The Elks had originally planned to hang the crocheted artwork – the origin of which is unclear – in the center but decided otherwise after realizing it was not in the best condition . The episode, however, revealed that there is no American flag in the building, which is used for a wide range of meetings, rallies and community events.

“We all thought it was a great idea,” Adelman said. “We just needed a better condition flag.”

As of January, a 4ft 7in by 4ft 6in American flag now hangs in the center thanks to a donation from the Elks Lodge. The flag is displayed in a plexiglass frame with a plaque reading “Donated by Mid-Westchester Elks Lodge #535 Armonk, NY.” A commemoration ceremony was originally scheduled for January 20 but was delayed due to snow.

While the flag itself wasn’t particularly expensive, the framing and plaque cost over $1,000, according to Adelman. As a patriotic organization, which supports several veterans’ organizations and initiatives, the Elks were eager to ensure that a flag was proudly displayed in the center.

The lodge also hopes that the commemoration and prominent display of Old Glory will spark further recognition for the 154-Year-Old Elks, a charitable and patriotic organization open to all U.S. citizens, and inspire local residents to consider joining the group.

Raising Awareness

“The two goals are visibility and recruitment,” says Adelman. “Young people these days don’t join organizations as much. So our priority, and the reason we’re doing it, is to let everyone in North Castle and beyond know that the Elks exist.

Mid-Westchester Lodge was originally made up of three separate lodges – one at Mt. Kisco, one at Port Chester, and one at White Plains – with each lodge having its own building. But in March 2009, with membership dwindling, the three lodges merged to form a central lodge. The Elks now meet on the second and fourth Wednesdays of each month at the American Legion in Armonk.

“Most Elk lodges have their own buildings,” says Adelman. “Some of them not only have their own buildings, they have swimming pools, they have tennis courts.”

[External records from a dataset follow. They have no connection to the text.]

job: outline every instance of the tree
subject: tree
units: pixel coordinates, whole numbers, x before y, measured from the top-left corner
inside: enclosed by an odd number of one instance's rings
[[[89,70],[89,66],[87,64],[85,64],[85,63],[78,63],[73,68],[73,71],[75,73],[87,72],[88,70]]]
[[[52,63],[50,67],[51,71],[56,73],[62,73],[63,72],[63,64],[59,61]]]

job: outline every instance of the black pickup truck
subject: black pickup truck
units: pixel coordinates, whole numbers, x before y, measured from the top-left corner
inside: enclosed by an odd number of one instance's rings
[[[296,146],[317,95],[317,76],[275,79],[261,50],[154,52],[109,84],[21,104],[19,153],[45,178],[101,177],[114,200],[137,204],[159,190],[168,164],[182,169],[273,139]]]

The sale of the three properties, however, left Mid-Westchester Lodge with a significant war chest. This has enabled the organization to fund a range of activities and initiatives.

“The motto is ‘Mooses care, Moose share.’ And luckily because the three lodges that made up our lodge all had buildings and sold them, we have a very nice treasury and we can afford to be generous.

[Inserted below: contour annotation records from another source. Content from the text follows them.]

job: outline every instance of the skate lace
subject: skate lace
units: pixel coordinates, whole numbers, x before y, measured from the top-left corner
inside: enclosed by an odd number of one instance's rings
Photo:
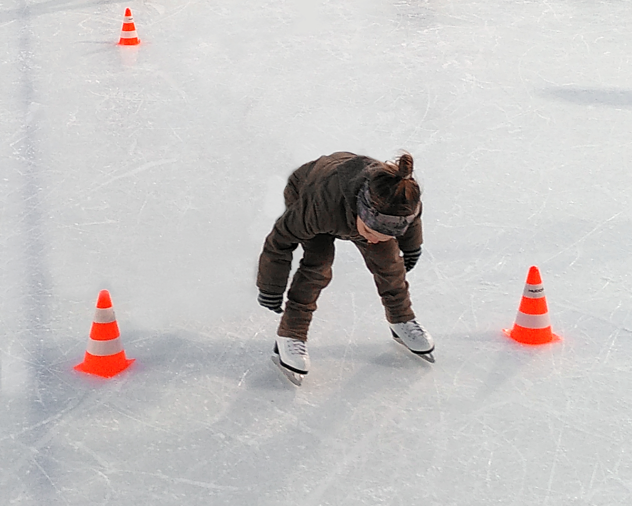
[[[413,325],[411,326],[410,335],[413,339],[425,339],[425,331],[420,325],[416,320],[413,320]]]
[[[307,355],[307,348],[305,346],[305,342],[300,339],[292,340],[292,352],[297,355]]]

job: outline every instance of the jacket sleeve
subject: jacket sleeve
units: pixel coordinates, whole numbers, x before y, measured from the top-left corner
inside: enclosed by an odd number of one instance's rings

The Elks have supported dozens of local charities, fundraisers, and community events, including grants to The Mount Kisco Interfaith Food Pantry, Cerebral Palsy of Westchester, and North Castle Public Library. The organization also supports several youth sports teams, including youth football and little league. The Elks are particularly engaged in veteran support programs, participating in Memorial Day and Veterans Day ceremonies at the North Castle American Legion; provide a grant to the Montrose VA Food Pantry and sponsor long cabin weekends for 8-12 disabled veterans for the Healing Waters Fly Fishing Project.

The pandemic initially forced Mid-Westchester Lodge to move most of its meetings to Zoom in 2020, but once vaccines became widely available they were able to resume in-person meetings while masked and socially distanced.

“It worked well,” Adelman says. We haven’t really had a drop in attendance.

A changing world – a world that the online metaverse has made smaller while sometimes weakening the bonds between neighbors – has challenged community organizations like the Elks. But Adelman hopes anyone willing to volunteer their time and services to help their community considers the Elks.